Aunque en un principio negó todo tipo de vínculo con Elbusto, la situación tomó otro rumbo cuando ella confirmó públicamente la relación. Brancatelli, casado con Cecilia Insinga —madre de sus dos hijos—, reconoció errores y asumió responsabilidades.
Brancatelli admitió su error y pidió privacidad
El conductor de C5N eligió el programa A la Barbarossa (Telefe) para brindar su testimonio. Aclaró que priorizó la intimidad familiar, pero sintió que era necesario hacer algunas aclaraciones.
“Obviamente no estoy bien. Sé que cometí errores, que lastimé a personas que amo. No maté a nadie, no robé, esto es una cuestión moral”, dijo con firmeza.
Reconoció que su intención principal era proteger a sus hijos. Pidió consideración hacia ellos, recordando que son menores expuestos a los comentarios públicos. “Esto se fue de las manos. No quiero seguir alimentando este show”, expresó.
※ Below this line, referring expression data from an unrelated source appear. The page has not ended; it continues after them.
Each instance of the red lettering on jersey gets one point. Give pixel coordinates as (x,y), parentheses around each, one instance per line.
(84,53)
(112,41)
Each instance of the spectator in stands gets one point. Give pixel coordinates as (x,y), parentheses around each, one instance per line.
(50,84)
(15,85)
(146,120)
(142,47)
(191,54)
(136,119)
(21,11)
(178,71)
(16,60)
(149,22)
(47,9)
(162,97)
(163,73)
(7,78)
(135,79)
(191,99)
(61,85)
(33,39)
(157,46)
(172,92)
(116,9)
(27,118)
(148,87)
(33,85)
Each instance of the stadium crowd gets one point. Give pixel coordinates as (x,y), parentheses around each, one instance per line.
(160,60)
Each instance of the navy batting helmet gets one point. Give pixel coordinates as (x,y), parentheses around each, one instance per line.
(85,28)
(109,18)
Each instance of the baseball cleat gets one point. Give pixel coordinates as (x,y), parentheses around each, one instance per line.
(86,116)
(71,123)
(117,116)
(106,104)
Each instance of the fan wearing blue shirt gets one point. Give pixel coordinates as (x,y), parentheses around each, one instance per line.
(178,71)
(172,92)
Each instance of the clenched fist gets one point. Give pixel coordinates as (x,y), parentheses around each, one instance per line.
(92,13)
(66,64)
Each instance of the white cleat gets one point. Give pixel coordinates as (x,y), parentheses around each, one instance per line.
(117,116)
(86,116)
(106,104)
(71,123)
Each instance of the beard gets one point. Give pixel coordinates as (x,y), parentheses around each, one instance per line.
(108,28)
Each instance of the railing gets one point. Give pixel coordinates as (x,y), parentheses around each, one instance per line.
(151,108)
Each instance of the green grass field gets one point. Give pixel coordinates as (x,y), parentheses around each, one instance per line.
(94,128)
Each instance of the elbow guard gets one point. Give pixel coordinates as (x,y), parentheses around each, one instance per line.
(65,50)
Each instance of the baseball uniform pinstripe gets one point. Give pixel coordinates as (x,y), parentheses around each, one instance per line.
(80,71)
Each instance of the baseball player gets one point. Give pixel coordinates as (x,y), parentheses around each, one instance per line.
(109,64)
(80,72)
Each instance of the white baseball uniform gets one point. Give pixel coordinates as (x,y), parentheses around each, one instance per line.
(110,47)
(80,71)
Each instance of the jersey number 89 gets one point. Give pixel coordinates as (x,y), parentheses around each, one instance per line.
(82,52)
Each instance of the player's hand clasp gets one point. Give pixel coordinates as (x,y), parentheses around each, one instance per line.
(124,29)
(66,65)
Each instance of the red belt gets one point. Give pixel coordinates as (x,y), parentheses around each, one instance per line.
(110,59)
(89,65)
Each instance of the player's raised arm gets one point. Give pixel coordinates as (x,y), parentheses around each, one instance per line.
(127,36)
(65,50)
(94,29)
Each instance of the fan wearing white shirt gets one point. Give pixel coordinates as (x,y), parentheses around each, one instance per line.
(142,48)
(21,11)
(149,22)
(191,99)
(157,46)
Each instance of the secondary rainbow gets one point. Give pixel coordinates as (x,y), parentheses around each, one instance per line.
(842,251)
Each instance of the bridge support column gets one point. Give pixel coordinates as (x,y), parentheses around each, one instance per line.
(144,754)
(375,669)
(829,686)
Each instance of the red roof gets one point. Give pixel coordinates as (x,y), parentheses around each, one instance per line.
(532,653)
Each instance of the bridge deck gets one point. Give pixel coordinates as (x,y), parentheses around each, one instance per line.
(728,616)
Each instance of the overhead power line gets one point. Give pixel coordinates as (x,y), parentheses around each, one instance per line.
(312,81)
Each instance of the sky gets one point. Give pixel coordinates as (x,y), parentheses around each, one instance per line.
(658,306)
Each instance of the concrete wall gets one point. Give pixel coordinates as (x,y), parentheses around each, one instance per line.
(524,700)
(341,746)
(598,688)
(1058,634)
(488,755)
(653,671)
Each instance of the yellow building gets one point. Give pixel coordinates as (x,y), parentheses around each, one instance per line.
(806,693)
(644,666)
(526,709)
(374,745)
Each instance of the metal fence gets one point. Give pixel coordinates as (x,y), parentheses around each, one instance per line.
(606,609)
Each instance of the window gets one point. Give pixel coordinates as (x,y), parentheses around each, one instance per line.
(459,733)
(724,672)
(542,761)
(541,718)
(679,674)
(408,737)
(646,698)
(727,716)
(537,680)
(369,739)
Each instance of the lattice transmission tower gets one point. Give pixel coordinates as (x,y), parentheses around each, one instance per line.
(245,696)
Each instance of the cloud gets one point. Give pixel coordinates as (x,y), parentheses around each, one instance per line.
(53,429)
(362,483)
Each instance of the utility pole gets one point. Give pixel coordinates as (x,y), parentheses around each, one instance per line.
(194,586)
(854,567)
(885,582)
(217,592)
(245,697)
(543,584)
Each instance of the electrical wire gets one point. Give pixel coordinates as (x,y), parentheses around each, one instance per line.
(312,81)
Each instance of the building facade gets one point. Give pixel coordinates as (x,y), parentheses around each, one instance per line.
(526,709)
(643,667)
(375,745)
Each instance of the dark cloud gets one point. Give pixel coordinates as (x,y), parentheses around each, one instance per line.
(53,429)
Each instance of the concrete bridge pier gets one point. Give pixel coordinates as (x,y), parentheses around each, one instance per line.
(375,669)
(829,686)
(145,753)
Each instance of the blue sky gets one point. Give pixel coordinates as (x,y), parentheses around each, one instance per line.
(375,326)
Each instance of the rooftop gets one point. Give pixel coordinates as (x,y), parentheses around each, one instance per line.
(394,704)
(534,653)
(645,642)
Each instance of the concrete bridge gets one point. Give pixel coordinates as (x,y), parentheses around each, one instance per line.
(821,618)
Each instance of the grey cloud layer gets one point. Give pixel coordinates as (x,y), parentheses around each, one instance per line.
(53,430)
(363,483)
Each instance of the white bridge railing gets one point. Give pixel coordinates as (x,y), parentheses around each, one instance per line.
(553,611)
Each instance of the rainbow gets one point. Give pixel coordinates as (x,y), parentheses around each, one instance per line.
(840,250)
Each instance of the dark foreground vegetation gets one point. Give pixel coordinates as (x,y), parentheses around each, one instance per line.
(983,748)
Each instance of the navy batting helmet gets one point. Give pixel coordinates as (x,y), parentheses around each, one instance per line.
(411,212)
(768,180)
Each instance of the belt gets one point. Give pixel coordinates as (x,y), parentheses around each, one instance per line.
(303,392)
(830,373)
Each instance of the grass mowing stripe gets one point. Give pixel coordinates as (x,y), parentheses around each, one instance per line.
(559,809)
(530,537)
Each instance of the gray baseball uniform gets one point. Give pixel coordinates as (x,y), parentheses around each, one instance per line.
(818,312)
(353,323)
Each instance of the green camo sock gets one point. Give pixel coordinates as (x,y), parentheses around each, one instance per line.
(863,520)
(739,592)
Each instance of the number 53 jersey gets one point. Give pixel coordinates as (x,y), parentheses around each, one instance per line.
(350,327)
Sobre su relación con Insinga, fue claro: “La amo, la amé y nunca pensé algo distinto. Es una mujer extraordinaria. Lo que se tenga que resolver, lo haremos en casa”.
La reacción de su pareja y los supuestos chats
Sorprendió al referirse a la actitud de su esposa frente al escándalo: “Cecilia reaccionó de una forma que me dejó sin palabras. Aprendo mucho de ella y de nuestra familia. Ya pedí disculpas, fueron horas de conversación sincera”.